Ailleurs dans le monde, des projets ont reconverti radicalement des infrastructures. Le cas de Séoul est sans doute l’un des plus connus à ce jour. Un viaduc autoroutier de six kilomètres qui couvrait un ancien cours d’eau y a été fermé au trafic puis démonté ; la rivière a été restaurée et ses abords, aménagés. L’opération, mûrement réfléchie par des collectifs associatifs et universitaires, a été décidée trois mois après l’élection en 2002 du maire de Séoul Mung-Bak Lee. Elle s’est achevée en 2005. Les effets furent convaincants : évaporation du trafic, apparition d’îlots de fraîcheur, loisirs urbains. Elle a toutefois nécessité au préalable des changements profonds du système de mass transit, dont le plus spectaculaire a été la mise en place d’un réseau de bus à quatre vitesses sur voies réservées à l’échelle de la métropole tout entière.

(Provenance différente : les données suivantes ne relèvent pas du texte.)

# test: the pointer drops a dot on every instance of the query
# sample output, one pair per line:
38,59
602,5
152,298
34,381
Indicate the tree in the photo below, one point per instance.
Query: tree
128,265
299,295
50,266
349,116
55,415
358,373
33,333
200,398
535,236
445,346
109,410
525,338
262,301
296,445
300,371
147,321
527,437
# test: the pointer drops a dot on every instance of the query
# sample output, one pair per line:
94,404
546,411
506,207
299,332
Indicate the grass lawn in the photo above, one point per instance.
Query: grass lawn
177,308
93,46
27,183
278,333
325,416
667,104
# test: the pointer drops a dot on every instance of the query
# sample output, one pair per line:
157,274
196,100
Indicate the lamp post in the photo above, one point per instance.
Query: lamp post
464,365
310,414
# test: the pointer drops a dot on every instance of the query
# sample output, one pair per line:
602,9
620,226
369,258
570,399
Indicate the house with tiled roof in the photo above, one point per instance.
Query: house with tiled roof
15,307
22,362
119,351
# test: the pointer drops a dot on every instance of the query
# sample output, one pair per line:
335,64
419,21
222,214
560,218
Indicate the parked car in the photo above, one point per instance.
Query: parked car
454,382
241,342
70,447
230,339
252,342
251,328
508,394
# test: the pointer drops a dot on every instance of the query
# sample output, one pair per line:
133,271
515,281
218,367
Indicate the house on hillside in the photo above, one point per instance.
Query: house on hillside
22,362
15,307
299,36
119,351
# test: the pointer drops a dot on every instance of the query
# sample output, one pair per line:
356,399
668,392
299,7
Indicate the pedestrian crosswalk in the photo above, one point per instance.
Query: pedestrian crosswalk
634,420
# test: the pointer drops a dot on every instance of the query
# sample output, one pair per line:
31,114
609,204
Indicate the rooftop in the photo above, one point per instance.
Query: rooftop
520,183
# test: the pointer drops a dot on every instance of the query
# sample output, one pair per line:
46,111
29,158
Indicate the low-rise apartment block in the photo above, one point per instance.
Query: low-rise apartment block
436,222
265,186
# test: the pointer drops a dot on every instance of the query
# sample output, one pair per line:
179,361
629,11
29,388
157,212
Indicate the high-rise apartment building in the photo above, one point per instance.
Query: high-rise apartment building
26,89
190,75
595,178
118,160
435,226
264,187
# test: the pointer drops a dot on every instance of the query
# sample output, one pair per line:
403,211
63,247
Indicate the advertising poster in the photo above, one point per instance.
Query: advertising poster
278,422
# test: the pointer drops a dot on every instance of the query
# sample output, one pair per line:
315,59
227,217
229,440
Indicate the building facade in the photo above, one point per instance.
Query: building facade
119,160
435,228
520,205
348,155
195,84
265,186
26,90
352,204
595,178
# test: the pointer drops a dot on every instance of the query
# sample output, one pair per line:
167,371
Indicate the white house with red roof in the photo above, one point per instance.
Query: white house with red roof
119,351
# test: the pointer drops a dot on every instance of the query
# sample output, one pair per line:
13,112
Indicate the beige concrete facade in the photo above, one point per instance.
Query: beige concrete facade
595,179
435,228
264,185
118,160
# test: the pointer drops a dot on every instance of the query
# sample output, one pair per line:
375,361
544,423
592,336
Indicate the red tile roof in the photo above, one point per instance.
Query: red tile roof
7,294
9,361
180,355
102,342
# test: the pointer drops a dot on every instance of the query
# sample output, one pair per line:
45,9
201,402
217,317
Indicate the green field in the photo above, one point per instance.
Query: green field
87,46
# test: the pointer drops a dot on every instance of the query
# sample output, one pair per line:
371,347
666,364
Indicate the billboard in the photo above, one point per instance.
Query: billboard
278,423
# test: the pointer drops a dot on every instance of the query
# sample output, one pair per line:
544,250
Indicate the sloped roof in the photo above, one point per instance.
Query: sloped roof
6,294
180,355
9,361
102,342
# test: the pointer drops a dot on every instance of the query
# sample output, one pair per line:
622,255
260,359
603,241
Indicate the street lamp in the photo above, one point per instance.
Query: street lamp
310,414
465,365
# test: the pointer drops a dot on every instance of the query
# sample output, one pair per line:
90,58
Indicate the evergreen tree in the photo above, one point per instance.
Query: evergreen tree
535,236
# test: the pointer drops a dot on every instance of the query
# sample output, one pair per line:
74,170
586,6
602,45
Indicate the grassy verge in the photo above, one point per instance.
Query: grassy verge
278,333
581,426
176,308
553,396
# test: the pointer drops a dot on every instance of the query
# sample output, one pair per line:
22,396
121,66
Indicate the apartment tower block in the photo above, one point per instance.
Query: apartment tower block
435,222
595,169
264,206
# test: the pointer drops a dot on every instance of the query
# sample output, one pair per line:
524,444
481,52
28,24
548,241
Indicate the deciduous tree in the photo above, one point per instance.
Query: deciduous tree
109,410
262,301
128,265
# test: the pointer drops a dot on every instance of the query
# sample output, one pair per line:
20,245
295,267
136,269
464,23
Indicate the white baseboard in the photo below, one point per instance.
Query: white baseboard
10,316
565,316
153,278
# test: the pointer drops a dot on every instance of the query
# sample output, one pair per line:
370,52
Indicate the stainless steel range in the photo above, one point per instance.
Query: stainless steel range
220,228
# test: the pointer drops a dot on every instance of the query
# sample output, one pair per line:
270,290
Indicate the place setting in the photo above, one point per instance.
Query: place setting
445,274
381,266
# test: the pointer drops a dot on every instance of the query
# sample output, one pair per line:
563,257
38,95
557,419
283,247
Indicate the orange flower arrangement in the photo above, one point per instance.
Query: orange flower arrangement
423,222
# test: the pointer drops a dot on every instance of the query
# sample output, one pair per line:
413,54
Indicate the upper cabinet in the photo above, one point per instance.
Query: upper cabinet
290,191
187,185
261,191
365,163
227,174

« Paris et les banlieues ont tout à gagner d’une solidarité renforcée autour du futur du périphérique »
En Île-de-France, il n’existe pas de municipalité élue à une vaste échelle. On objectera ainsi que la gouvernance du Paris métropolitain, chargée en rivalités et en rapports de force, constitue un obstacle lourd à franchir pour tout projet de transformation d’envergure. Ce n’est pas nouveau : l’histoire de la région parisienne est faite d’oppositions et de coalitions, qu’ont pu surmonter des projets à grande échelle. La réalisation du métro du Grand Paris express montre aujourd’hui encore que les inerties et les résistances peuvent être dépassées. Paris et les banlieues ont tout à gagner d’une solidarité renforcée autour du futur du périphérique. Penser au-delà des murs, c’est concevoir la ceinture de Paris non pas comme enceinte – frontière (de Paris), barrière (des banlieues), artère (régionale) – mais comme lieu d’une multi-appartenance. Circulation, habitat, vivant : ces questions s’enchâssent dans un espace qui nécessite d’être considéré à l’échelle du Grand Paris.
La crise environnementale invite à se ressaisir de la possibilité de recréer une grande respiration végétale à cet endroit. Dans un contexte où le droit se pensera de plus en plus selon les « pertes et dommages », les impératifs de santé publique réorientent les priorités de l’aménagement. Sanctuariser les talus et terre-pleins végétalisés, certes, mais il faut aussi recréer au sein de la métropole un système d’espaces libres, de parcs et jardins, qui soit le patrimoine commun de ses 10 millions d’habitants.
André-Malraux, Georges-Valbon, le Sausset, la Plage bleue : ces noms désignent les parcs départementaux réalisés dans les années 1970 à Nanterre (Hauts-de-Seine), La Courneuve, Aulnay-sous-Bois (Seine-Saint-Denis) et Valenton (Val-de-Marne), au moment où s’achevait le chantier du périphérique et alors que s’engageait une politique publique en faveur de l’environnement. Aménagés parfois dans des contextes difficiles sur des friches, des délaissés, des terrains inconstructibles, ils forment aujourd’hui les maillons d’une infrastructure paysagère régionale qui ne demande qu’à s’agrandir.
La Seine fait ce mois-ci la couverture du Time Magazine. Son écologie est en voie de restauration, bien au-delà des plaisirs vitaux de la baignade fluviale, salutaire au vu des étés de plus en plus caniculaires qui frapperont la capitale. Le périphérique sera-t-il l’autre grand projet de restauration d’une nature grand-parisienne ?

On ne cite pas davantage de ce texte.